3. Never let the tail wag the dog.

Remember that you are building Access apps to help an existing work procedure/work flow. All too often, folks make the database in such a way that it forces certain actions onto the business process. IF that forced action IS an improvement (like improving accountability documentation), maybe that is good. But remember that you are building a data flow map based on the business process. You are not building a business process from a data flow map. If there is a disagreement between the data outputs and the real-world process, the real-world process is right. ALWAYS.
 
Is your company an IT company?
This might end up as an enormous undertaking.
I work for a small IT company supporting IT systems for small and large manufacturing businesses. I have built a few systems in Access for other customers but not this one. I am going to ask for a work flow and hopefully spec out the system with them before I start the build.
 
Since you are in early design phase, I have some old aphorisms that work for me to keep me oriented; "eyes on the prize" sort of thing.

1. If you can't do it on paper, you can't do it in Access.
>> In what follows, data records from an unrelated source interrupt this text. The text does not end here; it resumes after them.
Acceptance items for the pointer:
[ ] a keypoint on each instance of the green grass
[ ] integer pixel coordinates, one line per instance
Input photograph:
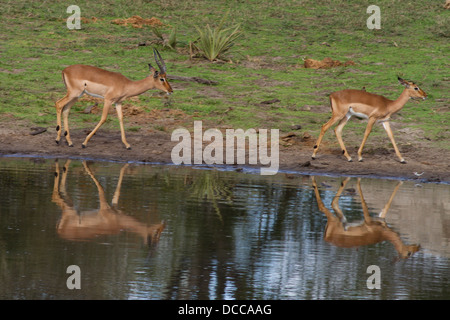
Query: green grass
(275, 38)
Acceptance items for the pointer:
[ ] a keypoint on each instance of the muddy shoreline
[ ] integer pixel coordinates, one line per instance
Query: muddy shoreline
(423, 164)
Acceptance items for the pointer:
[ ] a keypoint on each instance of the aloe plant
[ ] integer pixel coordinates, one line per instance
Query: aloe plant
(214, 42)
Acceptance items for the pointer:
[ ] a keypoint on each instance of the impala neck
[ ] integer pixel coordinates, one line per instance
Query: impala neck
(401, 101)
(140, 86)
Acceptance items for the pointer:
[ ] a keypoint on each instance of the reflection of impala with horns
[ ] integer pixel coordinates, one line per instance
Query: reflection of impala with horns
(104, 221)
(113, 87)
(370, 231)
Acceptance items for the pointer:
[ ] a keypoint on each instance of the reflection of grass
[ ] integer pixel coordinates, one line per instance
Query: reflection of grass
(208, 186)
(267, 60)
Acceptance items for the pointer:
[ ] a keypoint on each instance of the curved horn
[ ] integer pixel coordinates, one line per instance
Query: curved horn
(160, 63)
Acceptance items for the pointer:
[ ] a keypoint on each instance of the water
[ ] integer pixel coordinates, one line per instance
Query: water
(167, 232)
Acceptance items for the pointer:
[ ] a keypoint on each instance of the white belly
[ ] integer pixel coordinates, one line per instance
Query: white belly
(360, 115)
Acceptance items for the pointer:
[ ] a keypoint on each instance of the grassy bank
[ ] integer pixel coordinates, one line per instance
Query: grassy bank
(266, 62)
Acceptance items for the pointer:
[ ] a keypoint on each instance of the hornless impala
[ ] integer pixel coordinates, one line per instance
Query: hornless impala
(113, 87)
(362, 104)
(370, 231)
(106, 220)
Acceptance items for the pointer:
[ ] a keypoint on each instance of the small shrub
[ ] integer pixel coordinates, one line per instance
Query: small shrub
(212, 43)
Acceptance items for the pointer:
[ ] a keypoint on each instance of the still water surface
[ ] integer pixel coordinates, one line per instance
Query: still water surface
(167, 232)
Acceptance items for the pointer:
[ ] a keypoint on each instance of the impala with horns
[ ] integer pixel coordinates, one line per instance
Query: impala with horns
(362, 104)
(113, 87)
(105, 220)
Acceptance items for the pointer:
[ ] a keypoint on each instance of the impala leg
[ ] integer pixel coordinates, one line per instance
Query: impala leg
(366, 135)
(122, 130)
(387, 127)
(338, 132)
(335, 202)
(59, 105)
(65, 115)
(325, 127)
(102, 121)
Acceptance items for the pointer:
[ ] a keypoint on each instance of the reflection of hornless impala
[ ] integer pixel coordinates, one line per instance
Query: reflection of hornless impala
(370, 231)
(113, 87)
(362, 104)
(103, 221)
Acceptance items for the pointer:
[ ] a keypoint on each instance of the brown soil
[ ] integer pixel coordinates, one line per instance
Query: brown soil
(155, 146)
(326, 63)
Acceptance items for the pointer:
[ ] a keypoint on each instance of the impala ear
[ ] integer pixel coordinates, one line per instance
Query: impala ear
(403, 82)
(156, 73)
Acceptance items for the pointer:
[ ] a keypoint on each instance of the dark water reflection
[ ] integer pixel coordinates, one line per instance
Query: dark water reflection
(165, 232)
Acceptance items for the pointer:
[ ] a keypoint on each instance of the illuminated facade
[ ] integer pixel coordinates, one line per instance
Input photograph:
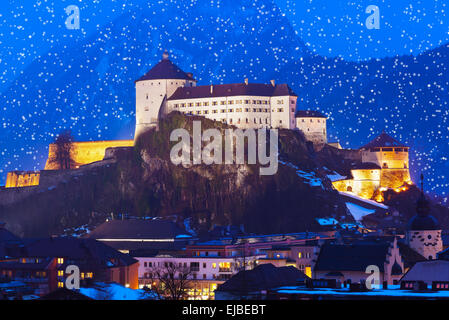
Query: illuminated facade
(16, 179)
(385, 164)
(206, 272)
(86, 152)
(167, 88)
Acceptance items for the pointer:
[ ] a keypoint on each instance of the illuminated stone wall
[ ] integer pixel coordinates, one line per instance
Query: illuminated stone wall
(392, 158)
(394, 178)
(364, 183)
(87, 152)
(16, 179)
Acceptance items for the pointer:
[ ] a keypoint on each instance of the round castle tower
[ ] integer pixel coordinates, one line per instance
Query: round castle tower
(154, 88)
(423, 232)
(313, 125)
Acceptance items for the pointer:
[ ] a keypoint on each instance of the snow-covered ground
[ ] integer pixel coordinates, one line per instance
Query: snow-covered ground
(309, 177)
(372, 202)
(335, 176)
(114, 291)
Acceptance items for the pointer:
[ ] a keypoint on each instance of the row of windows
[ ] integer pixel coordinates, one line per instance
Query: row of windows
(236, 110)
(388, 149)
(240, 121)
(224, 102)
(83, 275)
(193, 265)
(305, 255)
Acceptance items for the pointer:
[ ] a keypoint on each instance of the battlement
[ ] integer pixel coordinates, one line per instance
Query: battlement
(86, 152)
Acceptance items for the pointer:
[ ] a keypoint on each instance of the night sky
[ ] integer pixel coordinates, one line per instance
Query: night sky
(53, 78)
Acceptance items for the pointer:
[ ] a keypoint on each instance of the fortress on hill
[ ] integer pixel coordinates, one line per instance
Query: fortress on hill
(381, 164)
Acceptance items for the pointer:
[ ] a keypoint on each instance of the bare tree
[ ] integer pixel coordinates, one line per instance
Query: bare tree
(64, 151)
(172, 280)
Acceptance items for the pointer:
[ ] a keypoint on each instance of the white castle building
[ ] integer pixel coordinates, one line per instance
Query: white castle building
(166, 88)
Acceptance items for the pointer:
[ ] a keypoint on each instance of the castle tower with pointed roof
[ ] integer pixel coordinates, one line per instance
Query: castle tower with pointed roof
(153, 89)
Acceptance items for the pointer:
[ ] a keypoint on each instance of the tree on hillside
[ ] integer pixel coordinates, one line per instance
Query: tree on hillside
(63, 155)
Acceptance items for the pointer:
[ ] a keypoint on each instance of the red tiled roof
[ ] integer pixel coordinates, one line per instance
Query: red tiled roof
(233, 89)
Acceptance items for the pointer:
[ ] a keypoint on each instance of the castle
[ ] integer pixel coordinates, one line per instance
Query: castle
(382, 163)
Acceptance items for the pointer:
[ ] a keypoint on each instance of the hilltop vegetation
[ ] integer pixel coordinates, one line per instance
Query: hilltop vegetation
(143, 182)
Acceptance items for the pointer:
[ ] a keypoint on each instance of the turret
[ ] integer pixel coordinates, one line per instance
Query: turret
(153, 89)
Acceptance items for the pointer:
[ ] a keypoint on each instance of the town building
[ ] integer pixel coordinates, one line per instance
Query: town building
(141, 234)
(255, 283)
(349, 262)
(205, 273)
(41, 263)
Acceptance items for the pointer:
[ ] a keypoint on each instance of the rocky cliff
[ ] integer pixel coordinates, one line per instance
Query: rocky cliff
(142, 181)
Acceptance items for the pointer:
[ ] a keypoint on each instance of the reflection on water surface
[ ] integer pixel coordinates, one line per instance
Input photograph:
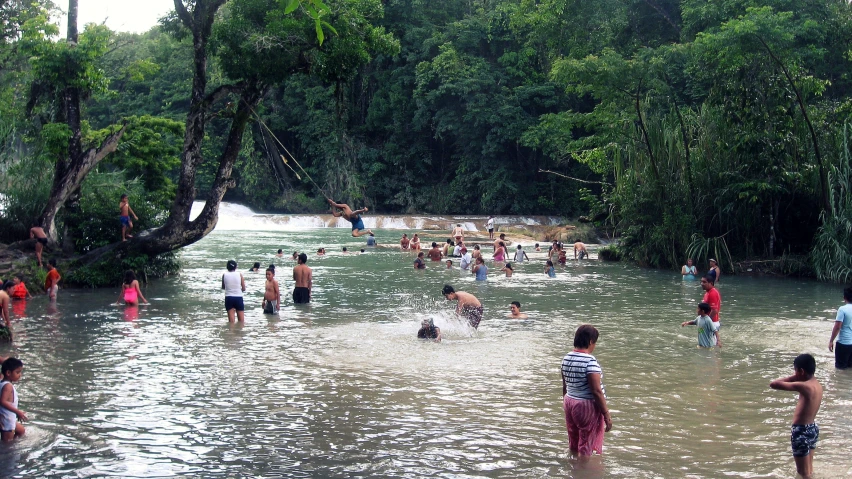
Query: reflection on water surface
(342, 388)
You need to have a paper flow diagram that shows where data comes in, gets processed for each business action, and gets output. You might need to sketch or otherwise lay out the intended output as an example. You need to know within some degree of accuracy what your endgame has to produce. You need to capture details of data flow including exceptions. You must ask questions of the boss to find requirements. (Maybe not YOUR boss if this is work for someone else... but the boss of the process being analyzed.) You have to remember that you are building a map that you hope matches the territory. And you NEED that map. Because if you start on a journey without a map, how will you know that you have or have not reached your destination? From a more psychological point of view, if you don't understand your business process will enough to make a logical flow diagram of it, you don't understand it well enough to be writing code.

2. Access won't tell you anything you didn't tell it first.
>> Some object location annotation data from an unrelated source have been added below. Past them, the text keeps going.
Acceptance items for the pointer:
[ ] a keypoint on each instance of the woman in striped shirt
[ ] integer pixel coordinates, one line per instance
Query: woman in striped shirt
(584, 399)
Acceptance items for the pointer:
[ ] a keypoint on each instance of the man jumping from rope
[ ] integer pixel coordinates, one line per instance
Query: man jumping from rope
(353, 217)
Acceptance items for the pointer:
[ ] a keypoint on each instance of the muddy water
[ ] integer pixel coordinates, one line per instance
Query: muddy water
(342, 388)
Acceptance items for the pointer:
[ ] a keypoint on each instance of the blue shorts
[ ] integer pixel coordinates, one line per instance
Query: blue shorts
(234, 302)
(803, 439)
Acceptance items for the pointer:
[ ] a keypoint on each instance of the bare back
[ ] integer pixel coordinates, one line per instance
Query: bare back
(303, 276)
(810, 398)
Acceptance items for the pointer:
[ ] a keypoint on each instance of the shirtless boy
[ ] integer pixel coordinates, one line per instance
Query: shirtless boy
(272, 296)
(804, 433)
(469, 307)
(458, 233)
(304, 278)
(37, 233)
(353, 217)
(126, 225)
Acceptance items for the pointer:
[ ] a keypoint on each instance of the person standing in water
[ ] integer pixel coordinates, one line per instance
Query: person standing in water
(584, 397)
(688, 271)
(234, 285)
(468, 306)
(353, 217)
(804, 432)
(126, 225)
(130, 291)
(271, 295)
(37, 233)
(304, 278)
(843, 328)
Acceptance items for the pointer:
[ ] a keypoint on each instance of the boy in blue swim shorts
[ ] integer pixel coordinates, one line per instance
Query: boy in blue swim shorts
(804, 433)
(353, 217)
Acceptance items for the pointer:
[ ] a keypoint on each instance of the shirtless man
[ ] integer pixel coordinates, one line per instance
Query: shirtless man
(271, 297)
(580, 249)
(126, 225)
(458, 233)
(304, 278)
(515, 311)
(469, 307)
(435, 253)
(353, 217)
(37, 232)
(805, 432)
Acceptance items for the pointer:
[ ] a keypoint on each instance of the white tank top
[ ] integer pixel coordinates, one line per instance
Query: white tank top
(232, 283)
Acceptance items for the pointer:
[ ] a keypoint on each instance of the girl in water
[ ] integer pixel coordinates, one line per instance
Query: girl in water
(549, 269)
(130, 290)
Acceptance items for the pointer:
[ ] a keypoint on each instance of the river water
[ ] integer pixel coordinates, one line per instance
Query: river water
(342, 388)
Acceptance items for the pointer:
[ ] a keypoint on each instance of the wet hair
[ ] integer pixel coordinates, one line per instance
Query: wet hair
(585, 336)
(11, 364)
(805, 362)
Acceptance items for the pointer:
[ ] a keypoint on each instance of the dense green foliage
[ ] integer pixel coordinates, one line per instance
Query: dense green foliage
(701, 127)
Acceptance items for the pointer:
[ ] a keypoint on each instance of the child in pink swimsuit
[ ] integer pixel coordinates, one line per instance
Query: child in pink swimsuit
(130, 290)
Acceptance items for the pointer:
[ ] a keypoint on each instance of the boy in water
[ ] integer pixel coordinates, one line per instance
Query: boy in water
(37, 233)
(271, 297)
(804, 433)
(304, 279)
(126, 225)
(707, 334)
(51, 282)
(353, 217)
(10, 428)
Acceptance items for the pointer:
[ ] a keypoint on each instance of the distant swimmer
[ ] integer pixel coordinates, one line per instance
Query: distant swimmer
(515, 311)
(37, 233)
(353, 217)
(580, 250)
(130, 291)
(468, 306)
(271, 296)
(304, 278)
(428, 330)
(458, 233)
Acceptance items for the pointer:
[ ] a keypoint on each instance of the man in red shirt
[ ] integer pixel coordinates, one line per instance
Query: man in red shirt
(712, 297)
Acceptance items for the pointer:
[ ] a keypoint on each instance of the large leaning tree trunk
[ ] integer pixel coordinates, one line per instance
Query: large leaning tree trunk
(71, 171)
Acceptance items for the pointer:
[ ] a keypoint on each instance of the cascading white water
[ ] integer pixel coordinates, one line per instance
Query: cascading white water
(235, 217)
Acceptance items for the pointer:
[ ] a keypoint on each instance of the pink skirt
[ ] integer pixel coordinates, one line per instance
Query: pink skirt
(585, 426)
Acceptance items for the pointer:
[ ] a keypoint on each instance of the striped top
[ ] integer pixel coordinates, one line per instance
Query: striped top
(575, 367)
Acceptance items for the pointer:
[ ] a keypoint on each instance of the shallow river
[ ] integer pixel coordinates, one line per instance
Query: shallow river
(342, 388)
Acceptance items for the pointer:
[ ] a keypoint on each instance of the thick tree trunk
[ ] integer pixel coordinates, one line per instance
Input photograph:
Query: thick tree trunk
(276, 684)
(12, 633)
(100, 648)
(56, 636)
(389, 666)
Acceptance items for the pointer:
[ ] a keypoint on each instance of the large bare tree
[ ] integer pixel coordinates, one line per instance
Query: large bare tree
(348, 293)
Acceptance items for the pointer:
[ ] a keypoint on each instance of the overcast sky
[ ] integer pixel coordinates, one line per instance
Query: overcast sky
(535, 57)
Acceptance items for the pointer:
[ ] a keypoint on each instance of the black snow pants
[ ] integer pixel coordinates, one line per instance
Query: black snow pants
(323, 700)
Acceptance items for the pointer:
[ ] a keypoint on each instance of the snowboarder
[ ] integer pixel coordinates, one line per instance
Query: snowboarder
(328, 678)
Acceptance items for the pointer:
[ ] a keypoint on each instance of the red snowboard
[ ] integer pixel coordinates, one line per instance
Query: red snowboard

Access knows exactly and only one thing... how to generally build tables, queries, forms, reports, macros, modules, and relationships. YOU are the subject-matter expert for your project. In THAT regard, Access is as dumb as a box of rocks. If you have that flow diagram from my step 1, you should now know what will be in your outputs. But often you have to step backwards to identify the source of a particular datum. If you need X output, you need to assure that somewhere in that pile of application, you HAVE a source of X. And if you need XYZ, you either need XYZ as input... or X, Y, and Z as inputs and you need a formula to combine them to XYZ. This DOES sometimes mean that you have to work backwards through your design to verify sources for all possible outputs. Because Access won't look it up for you from the web.
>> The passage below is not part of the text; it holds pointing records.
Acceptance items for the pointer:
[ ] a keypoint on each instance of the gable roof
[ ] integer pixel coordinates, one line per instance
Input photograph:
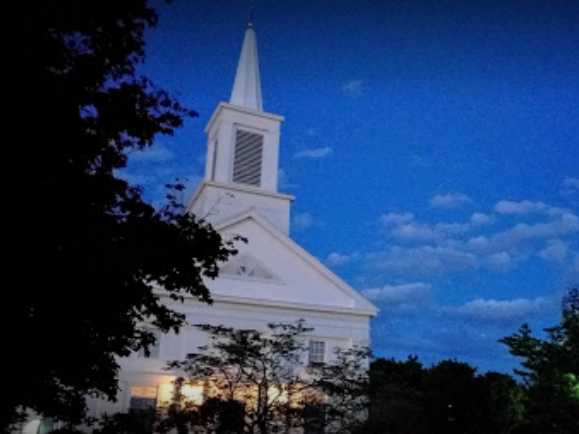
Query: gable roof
(362, 303)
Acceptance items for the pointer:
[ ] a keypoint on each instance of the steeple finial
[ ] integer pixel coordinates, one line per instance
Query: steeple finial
(247, 85)
(250, 16)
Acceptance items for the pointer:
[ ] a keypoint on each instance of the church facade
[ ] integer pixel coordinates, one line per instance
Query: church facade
(271, 279)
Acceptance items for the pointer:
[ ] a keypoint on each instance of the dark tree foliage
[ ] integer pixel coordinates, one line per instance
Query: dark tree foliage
(99, 249)
(268, 372)
(407, 398)
(550, 372)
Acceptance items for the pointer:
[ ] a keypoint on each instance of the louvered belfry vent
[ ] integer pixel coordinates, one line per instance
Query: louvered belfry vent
(247, 159)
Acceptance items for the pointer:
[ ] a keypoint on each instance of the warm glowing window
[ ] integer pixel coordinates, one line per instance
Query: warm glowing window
(192, 393)
(143, 398)
(317, 352)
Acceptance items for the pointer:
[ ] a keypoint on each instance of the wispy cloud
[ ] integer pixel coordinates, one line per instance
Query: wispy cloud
(304, 220)
(396, 295)
(556, 251)
(154, 154)
(353, 88)
(509, 207)
(571, 183)
(336, 259)
(284, 182)
(450, 200)
(314, 153)
(421, 260)
(480, 219)
(499, 311)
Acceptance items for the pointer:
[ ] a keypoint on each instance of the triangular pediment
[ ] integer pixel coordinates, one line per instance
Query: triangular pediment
(272, 268)
(246, 266)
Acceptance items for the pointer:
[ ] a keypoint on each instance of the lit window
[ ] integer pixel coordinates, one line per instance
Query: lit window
(317, 352)
(154, 349)
(143, 398)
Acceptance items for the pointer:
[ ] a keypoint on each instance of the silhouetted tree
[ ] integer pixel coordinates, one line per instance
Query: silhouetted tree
(267, 372)
(550, 372)
(96, 251)
(407, 398)
(397, 397)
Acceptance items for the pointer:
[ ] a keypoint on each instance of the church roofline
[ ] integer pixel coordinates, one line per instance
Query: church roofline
(367, 305)
(295, 306)
(235, 187)
(244, 110)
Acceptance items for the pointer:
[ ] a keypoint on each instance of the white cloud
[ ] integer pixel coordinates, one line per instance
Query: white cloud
(314, 153)
(395, 219)
(422, 260)
(414, 232)
(303, 221)
(491, 310)
(449, 200)
(396, 295)
(135, 179)
(556, 251)
(571, 183)
(480, 219)
(284, 181)
(353, 87)
(510, 207)
(154, 154)
(336, 259)
(404, 227)
(511, 239)
(500, 261)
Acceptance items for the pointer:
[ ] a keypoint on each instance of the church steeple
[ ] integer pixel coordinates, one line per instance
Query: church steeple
(247, 85)
(241, 168)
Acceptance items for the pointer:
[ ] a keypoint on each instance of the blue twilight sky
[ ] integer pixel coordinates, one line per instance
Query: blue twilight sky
(432, 146)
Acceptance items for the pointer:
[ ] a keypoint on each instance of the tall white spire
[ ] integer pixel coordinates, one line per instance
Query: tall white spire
(247, 86)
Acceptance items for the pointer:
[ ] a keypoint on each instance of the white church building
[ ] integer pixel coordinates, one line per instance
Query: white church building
(271, 279)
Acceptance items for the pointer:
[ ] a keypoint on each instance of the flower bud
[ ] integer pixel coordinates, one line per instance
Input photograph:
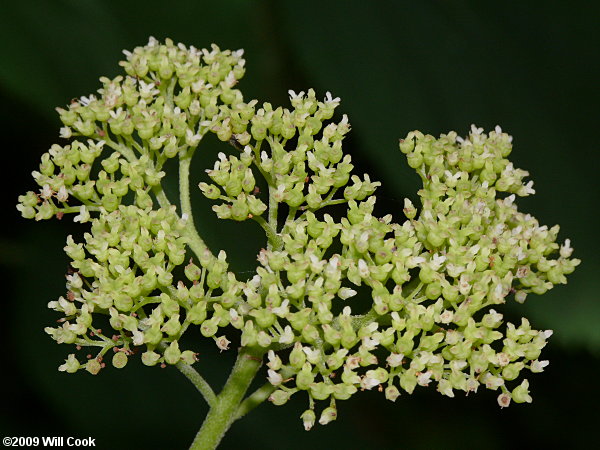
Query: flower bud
(119, 360)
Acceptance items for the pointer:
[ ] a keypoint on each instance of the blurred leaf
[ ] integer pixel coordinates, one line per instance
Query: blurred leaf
(438, 66)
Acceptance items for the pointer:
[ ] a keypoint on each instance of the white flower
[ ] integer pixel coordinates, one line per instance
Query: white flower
(294, 96)
(313, 355)
(446, 316)
(223, 343)
(437, 261)
(363, 269)
(538, 366)
(282, 310)
(138, 337)
(230, 80)
(274, 378)
(329, 100)
(46, 192)
(345, 293)
(192, 139)
(565, 249)
(65, 132)
(445, 388)
(475, 130)
(86, 100)
(504, 400)
(62, 195)
(274, 360)
(288, 336)
(424, 378)
(83, 215)
(395, 359)
(148, 89)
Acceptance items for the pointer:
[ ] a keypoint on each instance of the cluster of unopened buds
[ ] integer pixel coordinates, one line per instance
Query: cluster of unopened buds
(340, 302)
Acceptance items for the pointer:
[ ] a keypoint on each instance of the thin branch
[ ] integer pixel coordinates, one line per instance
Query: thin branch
(197, 380)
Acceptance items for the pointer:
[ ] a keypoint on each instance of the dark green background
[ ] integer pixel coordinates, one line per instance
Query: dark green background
(531, 67)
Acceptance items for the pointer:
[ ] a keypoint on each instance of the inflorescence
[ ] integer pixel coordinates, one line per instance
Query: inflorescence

3. Never let the tail wag the dog.

Remember that you are building Access apps to help an existing work procedure/work flow. All too often, folks make the database in such a way that it forces certain actions onto the business process. IF that forced action IS an improvement (like improving accountability documentation), maybe that is good. But remember that you are building a data flow map based on the business process. You are not building a business process from a data flow map. If there is a disagreement between the data outputs and the real-world process, the real-world process is right. ALWAYS.
Thanks for this, it is extremely helpful. I am going to take your advice and try and do a paper flow of what they need before I go anywhere near Access this time.